Markets in Asia replicate Wall Street, suffer losses after devastating 2022
File photo: On Thursday, South Korea’s Kospi proved to be worst performer with a 1.93 percent decline to 2,236.4 as the country’s retail sales for November fell 1.8 percent

As the US stocks significant losses in the last session, the markets in Asia took the lead on Thursday and remained in red zone, barring the exceptions of Thailand and Malaysia.

It was a result of mixture of different factors like the poor year for the market in the US but the latest restrictions on the travellers coming from China, Hong Kong and Macao also played a major role.

According to the US government’s decision, the airline passengers arriving from China, Hong Kong and Macau will require to show a negative Covid test starting Jan 5 regardless of nationality of vaccination status.

On Thursday, South Korea’s Kospi proved to be worst performer with 1.93 percent decline to 2,236.4 as the country’s retail sales for November fell 1.8 percent, the third consecutive month of declines, reversing gains seen in the third quarter.

The Nikkei 225 in Japan was down 0.94 percent to close at 26,093.67 while the Topix shed 0.72 percent to 1,895.27. The S&P/ASX 200 in Australia also dropped 0.97 percent to close at 7,020.1.

Hong Kong’s Hang Seng index dropped 0.97% in its final hour of trade – despite further easing of Covid restrictions takes into effect today, with stocks related to re-opening being closely watched. The city will release its trade data later in the day.

Meanwhile, the Shanghai Composite declined 0.44 percent to 3,073.7 and the Shenzhen Component traded lower to close at 10,996.4 after a 0.13 percent loss.

Wall Street sees losses

The Wall Street on Wednesday saw major indexes closed lower as investors headed into the final trading days of the 2022, with Apple weighing heavily on the Dow as it broke a key level and fell to another 52-week low.

The Dow Jones Industrial Average lost 365.85 points, or 1.1 percent, to 32,875.71. The S&P 500 fell 1.2 percent to 3,783.22, and the Nasdaq Composite dropped 1.35 percent to 10,213.29.

Energy was the biggest laggard in the S&P 500 as oil and natural gas prices slid. EQT, APA and Marathon Oil were among the notable losers in the index. Meanwhile, Southwest Airlines continued its slide as it canceled flights amid severe winter weather conditions. The shares fell more than 5 percent.

Experts says the market appears to be exhausted after a poor year and no longer expect a large technical rally and just hoping to get to Friday afternoon without any further meaningful losses.

As the final week of trading winds down, the stock market is on track for its worst year since 2008. The Dow and S&P 500 are on track to lose 9.5 percent and 20.6 percent respectively. But the Nasdaq has performed the worst of the three indexes, losing 34.7 percent as investors rotated out of growth stocks amid rising recession fears. The tech companies within the Nasdaq are also most sensitive to interest rate hikes.

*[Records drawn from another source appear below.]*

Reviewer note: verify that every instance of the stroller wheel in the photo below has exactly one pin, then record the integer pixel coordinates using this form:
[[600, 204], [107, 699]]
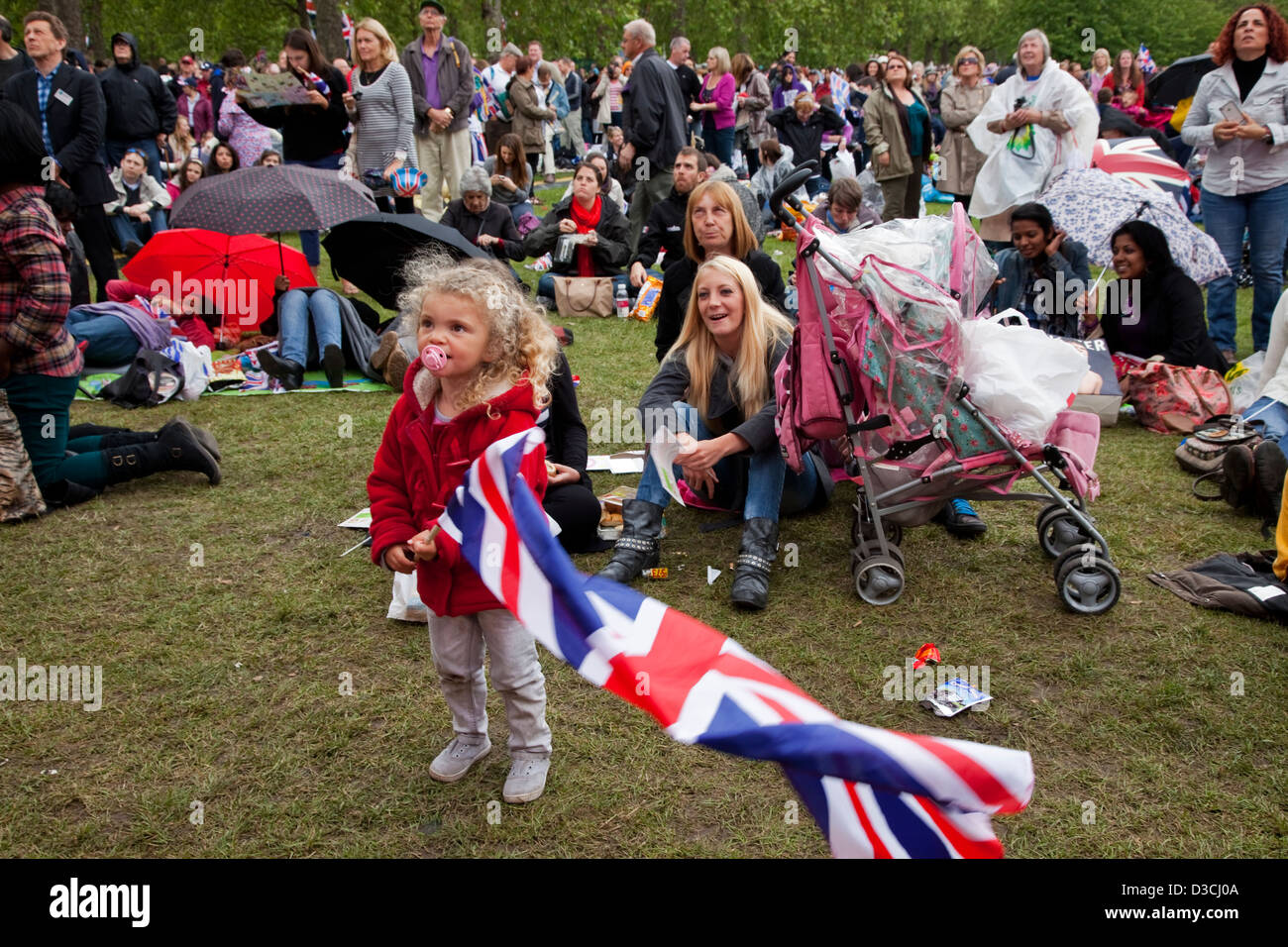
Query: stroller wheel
[[1059, 531], [863, 530], [868, 549], [1087, 582], [879, 579]]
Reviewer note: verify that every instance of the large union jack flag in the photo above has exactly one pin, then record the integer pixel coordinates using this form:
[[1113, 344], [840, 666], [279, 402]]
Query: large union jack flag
[[875, 792]]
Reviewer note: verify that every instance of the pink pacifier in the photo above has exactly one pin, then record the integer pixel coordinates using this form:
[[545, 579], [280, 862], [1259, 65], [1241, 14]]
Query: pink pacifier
[[433, 357]]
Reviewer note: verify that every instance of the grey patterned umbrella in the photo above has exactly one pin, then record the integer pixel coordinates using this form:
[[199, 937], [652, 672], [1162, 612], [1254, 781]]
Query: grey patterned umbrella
[[270, 200], [1089, 205]]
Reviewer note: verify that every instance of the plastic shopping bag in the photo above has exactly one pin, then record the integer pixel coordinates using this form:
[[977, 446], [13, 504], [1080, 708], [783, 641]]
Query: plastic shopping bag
[[1244, 381], [406, 604], [1020, 375], [842, 165]]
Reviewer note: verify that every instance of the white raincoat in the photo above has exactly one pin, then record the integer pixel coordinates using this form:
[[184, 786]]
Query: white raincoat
[[1009, 178]]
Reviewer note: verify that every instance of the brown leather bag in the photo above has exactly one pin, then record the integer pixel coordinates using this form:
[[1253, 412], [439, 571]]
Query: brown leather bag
[[584, 295]]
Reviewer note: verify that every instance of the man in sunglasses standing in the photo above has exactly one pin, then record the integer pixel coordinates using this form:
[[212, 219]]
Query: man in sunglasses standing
[[67, 106]]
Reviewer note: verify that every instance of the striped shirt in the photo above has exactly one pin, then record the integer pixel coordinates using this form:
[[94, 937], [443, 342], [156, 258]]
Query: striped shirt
[[386, 119], [44, 88], [35, 291]]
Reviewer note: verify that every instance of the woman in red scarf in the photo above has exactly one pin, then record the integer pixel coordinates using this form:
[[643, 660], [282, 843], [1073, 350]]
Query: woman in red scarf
[[605, 248]]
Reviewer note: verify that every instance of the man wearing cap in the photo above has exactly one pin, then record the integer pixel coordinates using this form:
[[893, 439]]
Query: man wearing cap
[[187, 69], [497, 76], [140, 111], [442, 85], [653, 118]]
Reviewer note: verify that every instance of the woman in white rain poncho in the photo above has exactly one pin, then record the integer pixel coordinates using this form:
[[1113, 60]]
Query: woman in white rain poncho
[[1035, 124]]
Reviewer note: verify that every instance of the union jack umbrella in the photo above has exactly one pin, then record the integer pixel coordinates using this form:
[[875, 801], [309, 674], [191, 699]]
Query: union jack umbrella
[[1142, 162], [874, 792]]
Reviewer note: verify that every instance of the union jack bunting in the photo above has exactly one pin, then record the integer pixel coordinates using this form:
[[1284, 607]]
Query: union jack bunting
[[874, 792]]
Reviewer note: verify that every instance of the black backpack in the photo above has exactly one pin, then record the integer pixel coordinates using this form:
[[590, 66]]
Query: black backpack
[[153, 379]]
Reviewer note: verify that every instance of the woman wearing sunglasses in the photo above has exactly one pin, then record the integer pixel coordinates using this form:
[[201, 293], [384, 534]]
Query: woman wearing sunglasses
[[958, 105]]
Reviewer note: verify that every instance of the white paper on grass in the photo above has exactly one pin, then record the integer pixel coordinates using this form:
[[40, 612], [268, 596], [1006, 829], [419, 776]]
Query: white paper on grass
[[622, 463], [662, 450]]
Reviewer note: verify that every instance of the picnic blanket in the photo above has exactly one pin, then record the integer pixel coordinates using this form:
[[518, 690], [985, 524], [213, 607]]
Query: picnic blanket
[[1241, 582]]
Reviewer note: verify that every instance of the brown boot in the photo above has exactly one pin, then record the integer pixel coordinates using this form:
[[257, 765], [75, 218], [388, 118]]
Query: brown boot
[[395, 368]]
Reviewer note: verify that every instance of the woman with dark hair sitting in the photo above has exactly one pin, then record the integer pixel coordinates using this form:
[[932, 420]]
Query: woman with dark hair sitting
[[604, 235], [1157, 311], [1038, 272], [223, 159], [482, 221], [715, 224]]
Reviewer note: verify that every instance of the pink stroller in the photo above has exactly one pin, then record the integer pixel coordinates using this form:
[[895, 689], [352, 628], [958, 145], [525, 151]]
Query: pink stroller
[[874, 368]]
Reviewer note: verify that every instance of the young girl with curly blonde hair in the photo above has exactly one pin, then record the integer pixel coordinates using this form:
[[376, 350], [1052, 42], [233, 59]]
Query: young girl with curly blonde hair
[[494, 355]]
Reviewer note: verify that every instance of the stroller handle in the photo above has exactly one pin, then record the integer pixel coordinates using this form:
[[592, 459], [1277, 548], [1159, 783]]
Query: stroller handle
[[790, 183]]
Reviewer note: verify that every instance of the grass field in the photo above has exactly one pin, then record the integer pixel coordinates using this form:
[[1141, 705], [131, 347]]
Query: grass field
[[222, 681]]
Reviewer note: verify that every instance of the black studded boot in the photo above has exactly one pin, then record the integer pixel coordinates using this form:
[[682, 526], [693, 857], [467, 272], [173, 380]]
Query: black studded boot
[[638, 549], [755, 560]]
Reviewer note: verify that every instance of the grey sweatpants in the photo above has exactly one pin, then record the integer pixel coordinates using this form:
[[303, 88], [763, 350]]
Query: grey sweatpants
[[459, 644]]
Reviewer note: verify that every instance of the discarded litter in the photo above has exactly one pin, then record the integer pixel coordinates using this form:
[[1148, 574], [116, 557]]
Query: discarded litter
[[954, 696]]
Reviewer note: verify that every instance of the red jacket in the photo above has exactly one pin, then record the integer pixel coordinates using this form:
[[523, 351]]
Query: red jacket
[[419, 467]]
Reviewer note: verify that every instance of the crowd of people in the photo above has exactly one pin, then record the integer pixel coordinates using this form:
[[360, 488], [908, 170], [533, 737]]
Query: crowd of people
[[674, 162]]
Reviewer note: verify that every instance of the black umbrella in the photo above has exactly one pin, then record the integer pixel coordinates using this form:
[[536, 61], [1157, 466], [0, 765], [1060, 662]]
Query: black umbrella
[[270, 200], [1180, 80], [370, 252]]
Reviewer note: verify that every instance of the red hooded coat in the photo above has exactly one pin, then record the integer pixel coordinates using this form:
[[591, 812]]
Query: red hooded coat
[[419, 467]]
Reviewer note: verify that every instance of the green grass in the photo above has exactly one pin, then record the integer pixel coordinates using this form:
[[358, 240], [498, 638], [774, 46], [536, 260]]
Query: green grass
[[222, 681]]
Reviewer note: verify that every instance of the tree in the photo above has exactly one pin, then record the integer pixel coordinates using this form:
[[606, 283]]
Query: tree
[[330, 31]]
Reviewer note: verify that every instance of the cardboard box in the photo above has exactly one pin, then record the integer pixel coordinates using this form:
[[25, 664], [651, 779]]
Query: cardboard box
[[1111, 398]]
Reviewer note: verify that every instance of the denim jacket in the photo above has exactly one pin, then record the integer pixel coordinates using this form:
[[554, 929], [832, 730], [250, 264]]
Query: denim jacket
[[1241, 166]]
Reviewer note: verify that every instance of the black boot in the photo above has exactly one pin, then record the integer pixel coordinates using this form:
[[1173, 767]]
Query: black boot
[[290, 373], [755, 558], [1270, 468], [204, 437], [175, 449], [120, 437], [333, 364], [638, 548], [93, 431]]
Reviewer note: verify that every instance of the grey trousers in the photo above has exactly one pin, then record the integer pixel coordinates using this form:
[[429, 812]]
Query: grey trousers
[[651, 189], [459, 644]]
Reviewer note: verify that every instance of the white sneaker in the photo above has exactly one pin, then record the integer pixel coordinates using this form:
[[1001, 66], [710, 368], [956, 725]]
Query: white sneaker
[[455, 762], [527, 779]]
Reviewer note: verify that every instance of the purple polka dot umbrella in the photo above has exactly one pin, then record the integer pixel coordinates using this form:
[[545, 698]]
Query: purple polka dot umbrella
[[270, 200]]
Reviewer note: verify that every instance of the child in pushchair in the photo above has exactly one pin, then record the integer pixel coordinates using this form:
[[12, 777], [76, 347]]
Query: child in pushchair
[[876, 361]]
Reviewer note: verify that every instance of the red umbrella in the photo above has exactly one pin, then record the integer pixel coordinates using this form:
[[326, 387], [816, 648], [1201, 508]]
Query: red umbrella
[[236, 274], [1142, 162]]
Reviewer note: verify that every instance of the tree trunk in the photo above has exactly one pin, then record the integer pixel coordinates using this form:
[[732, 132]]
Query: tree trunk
[[69, 12], [93, 11], [330, 30]]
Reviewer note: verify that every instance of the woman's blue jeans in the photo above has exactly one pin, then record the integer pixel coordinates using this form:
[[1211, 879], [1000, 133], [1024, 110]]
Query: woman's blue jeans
[[110, 339], [309, 243], [1265, 215], [292, 321], [772, 488]]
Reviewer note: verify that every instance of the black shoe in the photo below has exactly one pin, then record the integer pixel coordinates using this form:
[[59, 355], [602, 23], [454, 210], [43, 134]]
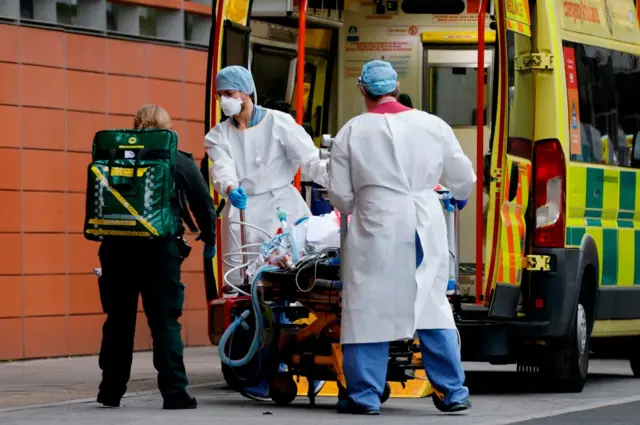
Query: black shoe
[[450, 408], [347, 406], [108, 401], [180, 402]]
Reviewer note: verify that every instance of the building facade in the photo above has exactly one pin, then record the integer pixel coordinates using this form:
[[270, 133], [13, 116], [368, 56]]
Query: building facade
[[69, 68]]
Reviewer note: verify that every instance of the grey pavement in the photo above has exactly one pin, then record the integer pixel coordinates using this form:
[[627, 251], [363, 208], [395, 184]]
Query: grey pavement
[[46, 381], [499, 396]]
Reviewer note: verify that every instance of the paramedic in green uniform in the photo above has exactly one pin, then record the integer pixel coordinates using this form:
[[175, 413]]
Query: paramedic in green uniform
[[151, 269]]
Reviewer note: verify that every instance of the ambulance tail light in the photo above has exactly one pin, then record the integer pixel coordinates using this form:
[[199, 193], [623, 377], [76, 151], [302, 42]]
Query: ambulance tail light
[[549, 182]]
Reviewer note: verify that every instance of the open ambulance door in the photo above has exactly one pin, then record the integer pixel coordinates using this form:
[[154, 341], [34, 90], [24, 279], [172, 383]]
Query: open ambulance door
[[450, 87], [509, 173]]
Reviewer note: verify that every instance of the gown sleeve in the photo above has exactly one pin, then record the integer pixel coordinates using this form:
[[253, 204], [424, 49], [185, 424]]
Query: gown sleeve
[[340, 188], [223, 170], [301, 150], [458, 170]]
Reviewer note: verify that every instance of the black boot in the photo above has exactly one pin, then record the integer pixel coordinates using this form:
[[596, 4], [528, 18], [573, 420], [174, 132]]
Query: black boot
[[180, 402]]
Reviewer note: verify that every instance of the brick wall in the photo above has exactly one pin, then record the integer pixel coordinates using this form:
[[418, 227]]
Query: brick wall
[[56, 90]]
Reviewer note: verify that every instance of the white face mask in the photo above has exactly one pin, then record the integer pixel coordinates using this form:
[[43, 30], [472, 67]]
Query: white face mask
[[230, 105]]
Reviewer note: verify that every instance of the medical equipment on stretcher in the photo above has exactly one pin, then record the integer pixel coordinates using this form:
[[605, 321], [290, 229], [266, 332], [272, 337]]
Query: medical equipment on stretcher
[[288, 309]]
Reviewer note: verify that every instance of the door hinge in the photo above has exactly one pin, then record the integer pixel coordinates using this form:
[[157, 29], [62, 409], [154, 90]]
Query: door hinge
[[530, 61], [537, 263]]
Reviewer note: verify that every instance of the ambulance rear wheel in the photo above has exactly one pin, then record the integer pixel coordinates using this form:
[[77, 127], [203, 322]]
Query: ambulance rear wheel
[[634, 357], [568, 362], [283, 389]]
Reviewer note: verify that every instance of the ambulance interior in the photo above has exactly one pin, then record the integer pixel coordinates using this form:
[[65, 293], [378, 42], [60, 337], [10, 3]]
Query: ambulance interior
[[445, 84]]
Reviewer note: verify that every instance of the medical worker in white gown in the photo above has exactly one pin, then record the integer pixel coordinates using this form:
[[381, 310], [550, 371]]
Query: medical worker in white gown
[[383, 167], [255, 154]]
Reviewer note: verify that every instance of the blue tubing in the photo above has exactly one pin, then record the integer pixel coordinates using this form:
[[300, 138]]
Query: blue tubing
[[255, 343]]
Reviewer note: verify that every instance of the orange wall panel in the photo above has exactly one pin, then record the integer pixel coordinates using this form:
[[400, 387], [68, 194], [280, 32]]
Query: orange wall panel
[[10, 124], [195, 66], [42, 47], [11, 211], [9, 168], [168, 94], [86, 53], [86, 91], [43, 170], [76, 207], [9, 83], [195, 102], [56, 90], [45, 212], [77, 171], [85, 334], [120, 121], [11, 299], [83, 254], [84, 294], [10, 254], [45, 337], [45, 295], [126, 57], [195, 137], [126, 94], [81, 127], [45, 253], [43, 128], [165, 62], [9, 52], [42, 86], [11, 332]]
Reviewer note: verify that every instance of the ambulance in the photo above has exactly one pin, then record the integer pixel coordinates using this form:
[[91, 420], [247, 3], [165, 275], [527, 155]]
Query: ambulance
[[543, 96]]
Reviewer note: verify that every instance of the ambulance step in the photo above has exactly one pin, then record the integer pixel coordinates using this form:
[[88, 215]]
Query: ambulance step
[[473, 312]]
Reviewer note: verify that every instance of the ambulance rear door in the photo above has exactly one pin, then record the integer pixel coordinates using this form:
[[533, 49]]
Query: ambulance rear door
[[509, 173]]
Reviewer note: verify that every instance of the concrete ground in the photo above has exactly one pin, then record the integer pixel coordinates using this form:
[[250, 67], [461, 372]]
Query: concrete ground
[[499, 396], [55, 380]]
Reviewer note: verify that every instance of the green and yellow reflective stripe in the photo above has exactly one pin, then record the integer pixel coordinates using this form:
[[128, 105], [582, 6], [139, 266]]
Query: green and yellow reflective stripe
[[124, 202]]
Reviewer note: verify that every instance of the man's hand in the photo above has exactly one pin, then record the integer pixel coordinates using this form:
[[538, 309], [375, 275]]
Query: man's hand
[[209, 251], [238, 198], [459, 204]]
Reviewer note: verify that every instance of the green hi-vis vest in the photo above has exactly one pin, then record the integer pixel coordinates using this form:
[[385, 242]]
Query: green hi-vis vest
[[131, 186]]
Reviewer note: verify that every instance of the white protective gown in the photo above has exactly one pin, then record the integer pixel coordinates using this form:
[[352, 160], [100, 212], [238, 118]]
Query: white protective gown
[[262, 159], [382, 170]]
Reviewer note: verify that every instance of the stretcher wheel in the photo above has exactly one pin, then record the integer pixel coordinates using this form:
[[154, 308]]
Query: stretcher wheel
[[283, 389], [386, 393]]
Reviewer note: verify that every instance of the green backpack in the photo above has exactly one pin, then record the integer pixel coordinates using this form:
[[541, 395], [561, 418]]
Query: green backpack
[[131, 185]]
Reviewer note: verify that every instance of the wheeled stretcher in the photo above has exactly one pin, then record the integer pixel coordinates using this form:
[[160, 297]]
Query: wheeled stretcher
[[300, 311]]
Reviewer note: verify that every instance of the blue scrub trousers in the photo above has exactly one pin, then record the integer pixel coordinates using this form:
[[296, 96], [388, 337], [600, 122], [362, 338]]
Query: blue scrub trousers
[[365, 368]]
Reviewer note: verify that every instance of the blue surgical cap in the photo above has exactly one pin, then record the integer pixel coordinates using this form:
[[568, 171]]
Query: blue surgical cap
[[378, 78], [235, 78]]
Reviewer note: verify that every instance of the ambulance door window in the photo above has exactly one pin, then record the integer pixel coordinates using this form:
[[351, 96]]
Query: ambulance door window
[[451, 85], [607, 114], [271, 68]]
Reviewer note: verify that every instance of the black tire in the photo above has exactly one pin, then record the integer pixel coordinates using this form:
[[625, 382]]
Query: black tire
[[386, 394], [283, 389], [567, 363]]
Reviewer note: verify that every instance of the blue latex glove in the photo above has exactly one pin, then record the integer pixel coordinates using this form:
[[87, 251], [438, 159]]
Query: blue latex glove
[[209, 251], [238, 198], [459, 204]]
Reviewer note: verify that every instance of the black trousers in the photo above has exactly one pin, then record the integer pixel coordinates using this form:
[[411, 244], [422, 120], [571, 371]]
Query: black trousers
[[150, 269]]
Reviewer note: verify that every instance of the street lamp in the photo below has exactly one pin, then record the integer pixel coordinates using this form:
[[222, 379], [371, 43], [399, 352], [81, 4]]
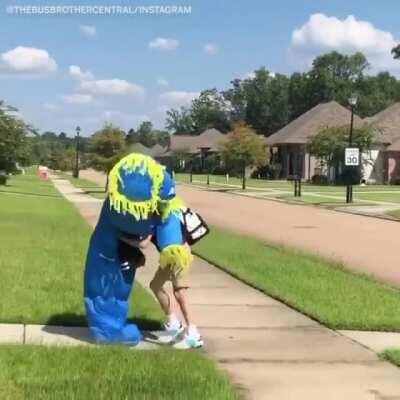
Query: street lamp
[[76, 171], [349, 189]]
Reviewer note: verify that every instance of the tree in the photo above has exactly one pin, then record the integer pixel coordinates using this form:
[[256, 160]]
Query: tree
[[132, 137], [261, 101], [329, 146], [335, 76], [396, 51], [210, 110], [243, 149], [108, 146], [145, 134], [179, 122], [13, 140]]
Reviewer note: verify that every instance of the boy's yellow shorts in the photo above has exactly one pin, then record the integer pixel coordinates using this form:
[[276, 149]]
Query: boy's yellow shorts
[[178, 278]]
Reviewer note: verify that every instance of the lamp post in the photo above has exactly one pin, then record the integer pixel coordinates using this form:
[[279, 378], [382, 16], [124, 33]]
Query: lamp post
[[243, 175], [349, 188], [76, 171]]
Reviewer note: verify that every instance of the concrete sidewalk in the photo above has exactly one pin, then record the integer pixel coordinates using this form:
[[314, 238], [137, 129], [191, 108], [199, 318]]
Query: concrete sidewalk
[[366, 245], [270, 350]]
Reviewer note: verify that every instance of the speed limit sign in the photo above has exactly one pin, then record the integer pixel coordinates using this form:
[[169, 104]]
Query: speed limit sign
[[352, 156]]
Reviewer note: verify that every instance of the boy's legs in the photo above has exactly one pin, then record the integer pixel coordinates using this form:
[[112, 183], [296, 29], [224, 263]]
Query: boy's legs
[[192, 337], [157, 286]]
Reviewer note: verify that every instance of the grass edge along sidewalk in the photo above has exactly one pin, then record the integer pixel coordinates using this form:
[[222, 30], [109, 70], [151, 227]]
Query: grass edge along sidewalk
[[320, 288], [392, 355], [109, 372], [42, 258], [42, 283]]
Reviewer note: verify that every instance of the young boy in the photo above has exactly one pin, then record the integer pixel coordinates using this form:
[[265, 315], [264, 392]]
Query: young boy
[[183, 338]]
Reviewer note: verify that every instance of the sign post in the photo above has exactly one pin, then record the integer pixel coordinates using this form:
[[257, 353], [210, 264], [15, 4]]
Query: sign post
[[351, 159]]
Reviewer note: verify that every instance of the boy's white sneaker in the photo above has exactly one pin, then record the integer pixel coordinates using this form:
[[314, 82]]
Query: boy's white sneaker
[[171, 333], [191, 340]]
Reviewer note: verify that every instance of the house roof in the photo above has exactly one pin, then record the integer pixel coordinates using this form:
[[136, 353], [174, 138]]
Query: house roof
[[155, 151], [158, 150], [388, 123], [311, 122], [210, 139], [395, 146]]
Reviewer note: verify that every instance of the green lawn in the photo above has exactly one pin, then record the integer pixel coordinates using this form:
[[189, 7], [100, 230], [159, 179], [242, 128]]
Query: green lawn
[[108, 373], [392, 355], [394, 213], [42, 258], [89, 187], [282, 189], [43, 246], [316, 287]]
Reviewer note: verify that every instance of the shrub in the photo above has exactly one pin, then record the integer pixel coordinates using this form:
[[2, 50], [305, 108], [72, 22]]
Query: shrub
[[319, 179], [395, 181], [3, 178]]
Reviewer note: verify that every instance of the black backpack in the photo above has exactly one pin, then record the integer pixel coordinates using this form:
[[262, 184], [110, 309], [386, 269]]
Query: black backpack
[[194, 227]]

Economic data releases on Wednesday included pending home sales, which slipped 4.0 percent in November on a monthly basis, according to the National Association of Realtors. The drop came as high mortgage rates gave prospective buyers cold feet. Economists polled by Dow Jones had expected a decline of 1.8 percent.

“There are clear signs that the economy is slowing, as demonstrated today by pending home sales falling to the second lowest level on record,” said Brian Levitt, global market strategist at Invesco.

“Home sales are historically a good driver of economic activity as a new home sale supports many industries. At the same time rates continue to edge up as the Fed still signals a hawkish stance. In short, investors are hoping for the proverbial soft landing but challenges persist.”